The vibe was not unlike how generative pretrained transformer (GPT) models cast about for the highest likelihood of success. Harvard students can obviously write a cogent response to a prompt like, "Pick a modern president and identify his three greatest successes and three greatest failures (6-8 pages)," but all that really proves is they did the reading. Well, GPT-4 did all the reading.
Harvard teaches obedience to a traditional model of education, which includes how to write a 6-8 page essay that should really just be a blog post. That this can also be accomplished by a piece of software shouldn't scare or impress us, but make us question what the hell Harvard has been seeking to accomplish with all those assignments in the first place. Should we value the most correct and polished response or the most interesting answer flush with novel insight?
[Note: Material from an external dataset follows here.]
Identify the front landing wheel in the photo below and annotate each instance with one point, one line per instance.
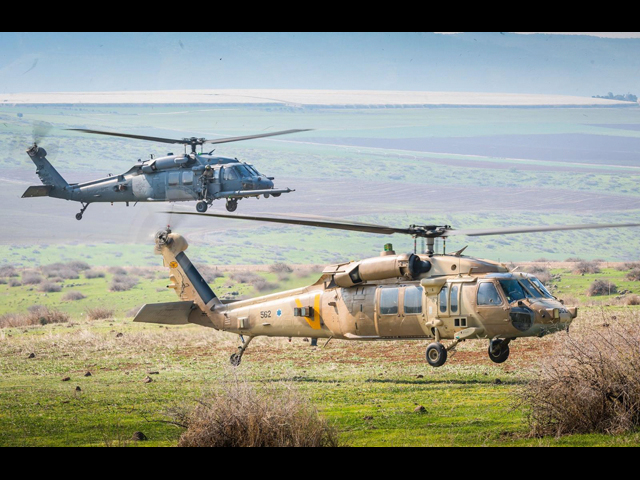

It was no surprise to me that GPT-4 struggled the most in expository writing, a first-year Harvard class focused on the art of constructing an argument (and, not incidentally, taught by professional writers rather than academics). "This essay’s claims are consistently large and unclear," the teacher wrote about GPT-4's close reading of Middlemarch, "in part because they are unmoored from analysis and in part because the essay’s key terms are not clearly defined." Expos 20, taught by Jane Rosenzweig, was one of my favorite classes in college. I did all the work.
Reflecting on her experiment, Bodnick concludes that rampant cheating with AI will expose the liberal arts as a poor form of education for the next generation of elites, who should instead be trained for new types of AI-proof jobs. She's probably right about the cheating. I hope she's wrong about the liberal arts. Maybe, instead, AI will force universities to teach thinking and not conforming.